A simple implementation would be to just use hidden topics and services, and I see this as being the easiest way to go to prototype the API. Since the implementation and the high-level API/tooling design should be relatively independent, this could be a good way to get something useable out. However, I wouldn't want this to lead to stagnation that results in a better implementation that takes advantage of available rmw/DDS features not being produced. I'm very keen to hear what the OSRF people had thought about how DDS would be leveraged for actions.


The command line tool will be similar to the `ros2 service` tool. It will be able to:

- list known actions,
- display the arguments for an action's goal,
- display the type of an action's feedback and result,
- display information about the server of an action,
- display the underlying topics and/or services providing the action,
- find actions by action type, and
- call an action, display feedback as it is received, display the result when received, and cancel the action (when the tool is terminated prematurely)

Each action, despite using multiple topics and/or services in its implementation, will be listed and treated as a single unit by this tool. [This will probably be a namespace that contains the underlying topics, etc.]

## Middleware implementation

In ROS 1, actions are implemented using a set of topics under a namespace taken from the action name.

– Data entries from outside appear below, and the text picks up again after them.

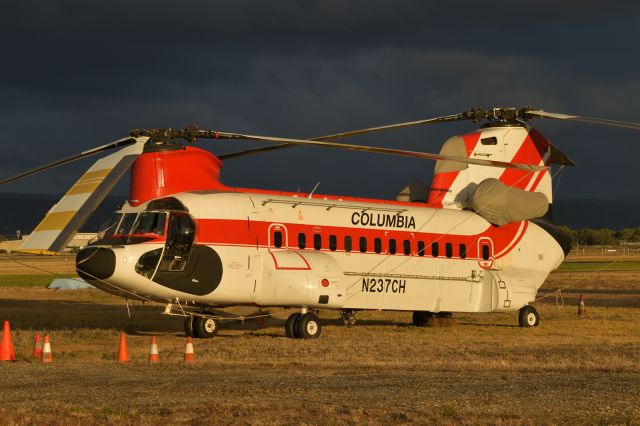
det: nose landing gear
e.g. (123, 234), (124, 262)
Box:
(184, 313), (220, 339)
(284, 312), (322, 339)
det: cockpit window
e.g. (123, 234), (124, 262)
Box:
(131, 212), (167, 236)
(115, 213), (138, 235)
(102, 213), (123, 237)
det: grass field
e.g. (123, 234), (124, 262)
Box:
(0, 255), (640, 424)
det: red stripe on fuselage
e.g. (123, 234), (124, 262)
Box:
(196, 219), (526, 259)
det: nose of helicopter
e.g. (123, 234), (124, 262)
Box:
(76, 246), (116, 281)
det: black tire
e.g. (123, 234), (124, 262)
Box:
(295, 312), (322, 339)
(412, 311), (432, 327)
(284, 314), (302, 339)
(193, 317), (219, 339)
(518, 305), (540, 327)
(184, 317), (195, 337)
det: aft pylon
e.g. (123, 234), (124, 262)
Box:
(578, 295), (587, 317)
(118, 332), (129, 362)
(42, 334), (53, 363)
(31, 333), (42, 358)
(0, 321), (16, 361)
(184, 337), (196, 363)
(149, 336), (160, 364)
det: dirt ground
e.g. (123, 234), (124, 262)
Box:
(0, 255), (640, 425)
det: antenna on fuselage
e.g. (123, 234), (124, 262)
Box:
(307, 181), (320, 198)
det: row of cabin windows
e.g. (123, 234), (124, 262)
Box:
(273, 231), (490, 260)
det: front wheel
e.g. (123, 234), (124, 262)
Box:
(193, 317), (218, 339)
(518, 305), (540, 327)
(284, 314), (302, 339)
(296, 312), (322, 339)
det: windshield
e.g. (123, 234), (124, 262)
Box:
(131, 212), (167, 236)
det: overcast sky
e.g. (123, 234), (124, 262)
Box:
(0, 0), (640, 198)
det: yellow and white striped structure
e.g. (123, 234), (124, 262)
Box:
(19, 137), (148, 254)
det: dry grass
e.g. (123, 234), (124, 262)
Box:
(0, 253), (640, 425)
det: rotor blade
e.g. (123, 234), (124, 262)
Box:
(0, 136), (136, 185)
(205, 130), (546, 171)
(218, 112), (472, 160)
(525, 109), (640, 130)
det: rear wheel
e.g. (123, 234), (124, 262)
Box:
(284, 314), (302, 339)
(518, 305), (540, 327)
(193, 317), (218, 339)
(295, 312), (322, 339)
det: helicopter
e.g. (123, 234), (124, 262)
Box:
(0, 107), (640, 339)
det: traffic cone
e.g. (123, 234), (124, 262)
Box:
(42, 334), (53, 363)
(578, 295), (587, 316)
(256, 308), (264, 325)
(31, 333), (42, 358)
(0, 321), (16, 361)
(184, 337), (196, 363)
(149, 336), (160, 364)
(118, 332), (129, 362)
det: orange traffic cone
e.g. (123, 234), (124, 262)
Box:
(31, 333), (42, 358)
(578, 295), (587, 316)
(256, 308), (264, 325)
(184, 337), (196, 362)
(42, 334), (53, 362)
(118, 332), (129, 362)
(0, 321), (16, 361)
(149, 336), (160, 364)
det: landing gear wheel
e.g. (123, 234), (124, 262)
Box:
(295, 312), (322, 339)
(184, 316), (195, 337)
(284, 314), (302, 339)
(193, 317), (219, 339)
(518, 305), (540, 327)
(413, 311), (433, 327)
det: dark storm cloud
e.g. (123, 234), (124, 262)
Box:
(0, 1), (640, 200)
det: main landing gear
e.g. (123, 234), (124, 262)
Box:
(184, 312), (220, 339)
(518, 305), (540, 327)
(284, 312), (322, 339)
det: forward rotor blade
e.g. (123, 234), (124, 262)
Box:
(525, 109), (640, 130)
(218, 112), (464, 160)
(0, 136), (136, 185)
(206, 130), (546, 171)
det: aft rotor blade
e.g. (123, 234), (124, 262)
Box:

This implementation was chosen because ROS services are inherently synchronous, and so incompatible with the asynchronous nature of the action concept. There is also a need for a status/feedback channel and a control channel.

The Remote Procedure Call over DDS (DDS-RPC) specification does not explicitly provide facilities for interrupting service calls or receiving feedback on their progress. It does provide for receiving both a return value from a request and, at the same time, an indication of whether the request was successful or raised an exception, with the exception type included in this information.

This means that an implementation of actions cannot simply be a DDS-style RPC. The implementation must separately provide status/feedback and control channels. While a control channel could be implemented as a separate RPC, due to the dataflow nature of feedback it would be best implemented as a separate topic.